Case Studies in Hygiene Education

Hand-washing, face-washing, and other educational measures seem to be intuitive methods of reducing morbidity from diarrheal and other diseases. However, quantitative support for the effects of hygienic factors is found by examining modern case studies. Here, two studies are examined which chronicle the effects of hygiene on diarrheal diseases. While the studies come from outside of the U.S., they are useful in clarifying the effect of specific public interventions that occurred in this country. The vast hygienic and technological changes that took place in the U.S. in the late nineteenth and early twentieth centuries make it very difficult to identify the true cause of reductions in disease. Looking at some areas outside the U.S. lets us isolate these factors, as they mimic the situations of development in this country. The studies differ from U.S. urban treatment in that they are smaller-scale applications of similar technologies. However, in terms of analyzing the relative effects of differing intervention techniques, the data are a very useful tool.

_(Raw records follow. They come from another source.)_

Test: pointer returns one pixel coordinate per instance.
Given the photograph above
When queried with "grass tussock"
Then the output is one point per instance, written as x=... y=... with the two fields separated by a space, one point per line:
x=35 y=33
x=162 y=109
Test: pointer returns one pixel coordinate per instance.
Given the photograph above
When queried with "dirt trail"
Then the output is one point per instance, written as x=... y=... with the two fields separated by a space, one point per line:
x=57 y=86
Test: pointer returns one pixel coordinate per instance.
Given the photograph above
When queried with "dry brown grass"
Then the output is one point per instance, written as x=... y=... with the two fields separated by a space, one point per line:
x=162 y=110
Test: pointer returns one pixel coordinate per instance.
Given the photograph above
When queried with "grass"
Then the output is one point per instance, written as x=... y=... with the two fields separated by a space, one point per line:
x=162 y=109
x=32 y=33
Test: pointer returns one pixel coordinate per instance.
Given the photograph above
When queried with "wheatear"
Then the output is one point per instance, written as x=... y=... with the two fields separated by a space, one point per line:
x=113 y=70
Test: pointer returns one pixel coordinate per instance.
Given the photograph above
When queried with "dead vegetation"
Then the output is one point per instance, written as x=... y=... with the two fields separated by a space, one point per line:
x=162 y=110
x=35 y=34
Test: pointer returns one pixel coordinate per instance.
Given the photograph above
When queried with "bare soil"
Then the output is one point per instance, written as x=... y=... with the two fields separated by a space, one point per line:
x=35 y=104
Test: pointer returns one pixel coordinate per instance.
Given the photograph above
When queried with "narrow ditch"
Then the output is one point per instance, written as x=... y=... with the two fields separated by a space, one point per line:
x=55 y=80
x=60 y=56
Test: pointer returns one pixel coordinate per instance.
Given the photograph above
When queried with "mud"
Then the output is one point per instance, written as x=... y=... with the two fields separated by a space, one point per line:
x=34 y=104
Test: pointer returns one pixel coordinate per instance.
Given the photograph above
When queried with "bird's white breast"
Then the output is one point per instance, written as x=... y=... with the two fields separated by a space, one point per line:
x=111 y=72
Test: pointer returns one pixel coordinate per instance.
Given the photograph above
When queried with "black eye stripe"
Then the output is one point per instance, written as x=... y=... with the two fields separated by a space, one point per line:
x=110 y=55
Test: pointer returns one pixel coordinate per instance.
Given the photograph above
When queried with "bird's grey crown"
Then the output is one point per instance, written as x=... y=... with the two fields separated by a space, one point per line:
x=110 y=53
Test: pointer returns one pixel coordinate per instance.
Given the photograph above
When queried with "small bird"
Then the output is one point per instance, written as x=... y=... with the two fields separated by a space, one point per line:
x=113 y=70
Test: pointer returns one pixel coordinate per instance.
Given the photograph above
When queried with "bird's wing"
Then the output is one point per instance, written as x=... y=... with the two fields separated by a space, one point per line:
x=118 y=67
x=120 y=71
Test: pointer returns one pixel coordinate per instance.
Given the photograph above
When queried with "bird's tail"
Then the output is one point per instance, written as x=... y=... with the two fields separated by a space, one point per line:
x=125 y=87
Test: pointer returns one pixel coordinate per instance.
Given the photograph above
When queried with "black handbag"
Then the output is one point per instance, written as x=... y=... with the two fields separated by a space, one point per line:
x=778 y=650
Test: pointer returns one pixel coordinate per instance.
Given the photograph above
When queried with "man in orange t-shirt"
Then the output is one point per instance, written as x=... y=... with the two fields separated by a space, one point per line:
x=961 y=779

The research of Esrey, et al (1991) indicates that a combination of hand-washing and other hygienic education can work to cut diarrheal morbidity rates as much or more than chlorine and filtration. The review of 84 diarrhreal morbidity studies found that safe water was better achieved through improvements in “personal and domestic hygiene rather than … drinking-water quality.” The median reduction in diarrheal morbidity based on hygiene intervention was 33%, greater than sanitation, quality, and quantity of water, the other factors which were examined. The rural studies that these data cite are significant because the situation is a model of the American water problem in the early 1900s: water supply contact with fecal matter. Despite unchanged water quality, hygiene and education measures provided the highest reduction in diarrheal mortality.

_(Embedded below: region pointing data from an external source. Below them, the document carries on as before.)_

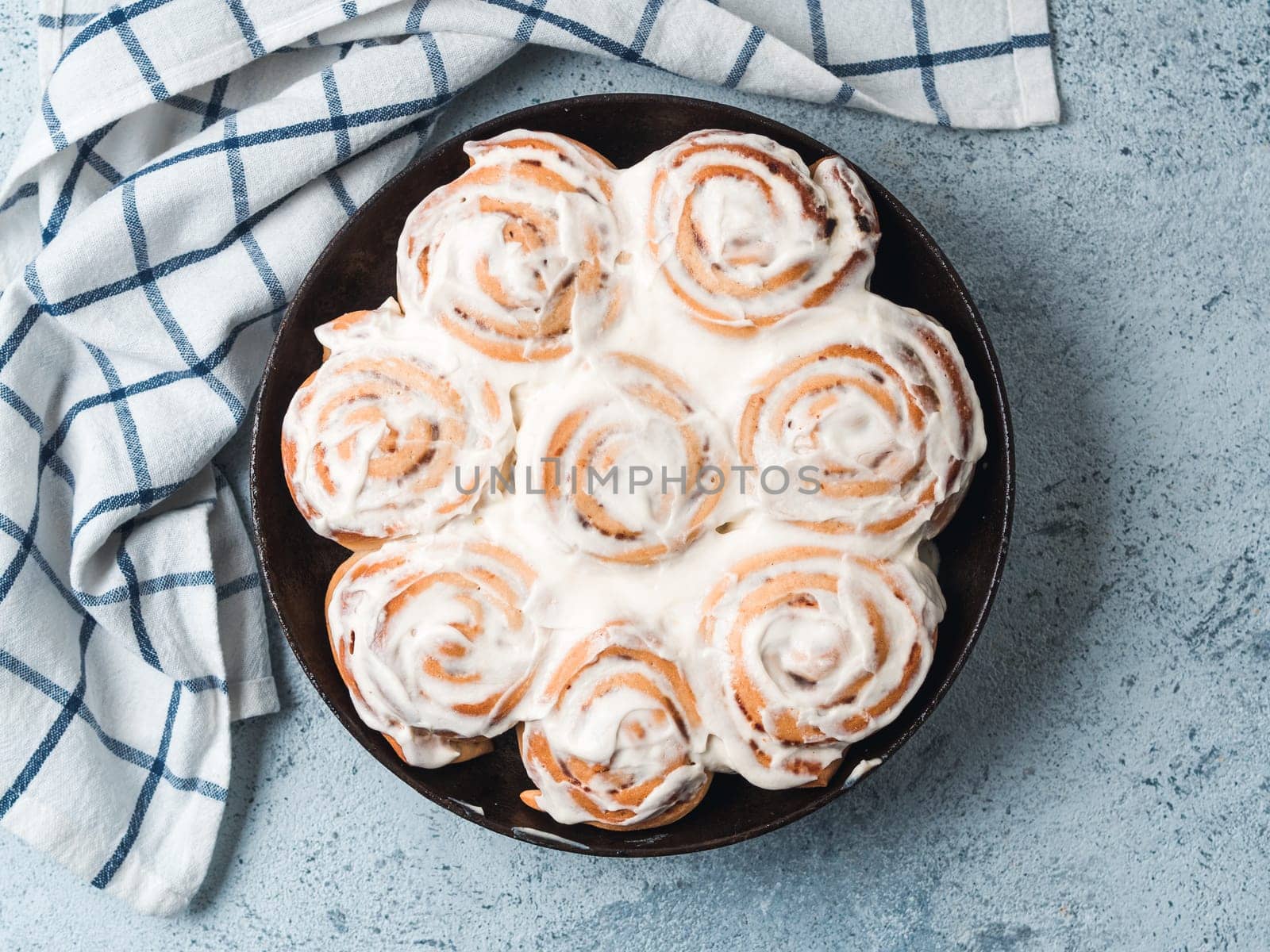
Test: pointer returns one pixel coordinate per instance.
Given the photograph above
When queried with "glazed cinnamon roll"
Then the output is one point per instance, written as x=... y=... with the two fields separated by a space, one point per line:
x=879 y=416
x=374 y=440
x=632 y=466
x=433 y=644
x=814 y=651
x=361 y=328
x=743 y=234
x=516 y=258
x=619 y=747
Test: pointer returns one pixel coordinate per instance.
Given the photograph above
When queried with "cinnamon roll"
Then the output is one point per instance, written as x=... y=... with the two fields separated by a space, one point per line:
x=361 y=328
x=743 y=234
x=375 y=438
x=814 y=651
x=435 y=644
x=619 y=747
x=878 y=414
x=516 y=258
x=632 y=466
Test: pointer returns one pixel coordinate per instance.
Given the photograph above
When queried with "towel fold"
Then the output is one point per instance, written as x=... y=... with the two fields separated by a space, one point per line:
x=187 y=163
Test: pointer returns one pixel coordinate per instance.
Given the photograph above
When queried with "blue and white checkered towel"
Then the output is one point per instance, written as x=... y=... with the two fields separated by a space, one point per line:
x=188 y=162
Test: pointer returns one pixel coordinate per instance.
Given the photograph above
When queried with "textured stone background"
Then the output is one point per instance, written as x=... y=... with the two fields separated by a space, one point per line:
x=1100 y=774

In Pakistan, Luby et al. (2004) present a comprehensive case study of a controlled trial in to examine the effect of hand-washing on childhood diarrhea outside Karachi, Pakistan. This study was an even more accurate model of the historical American case the study was done in a large urban center, household toilets were present but with discharge flowing into open sewers, and drinking water was highly contaminated with fecal matter. 1050 households were studied with one third of the houses selected as a control group. Plain and antibacterial soap was provided to the non-control houses randomly but to equal numbers. The study reported a reduction of 50% lower prevalence of diarrhea for anti-bacterial soap houses, and a 53% reduction in houses with plain soap. This drastic reduction suggests that even the most basic element of hygienic education, hand-washing, can be a powerful tool in reducing disease transmission among urban communities with fecal-contaminated water. Several elements of the study are inconsistent with the early twentieth century American city: refrigeration was present in nearly half the households, only childhood diarrhea was studied, and the study looked only at incidences of diarrhea rather than mortality from diseases such as typhoid.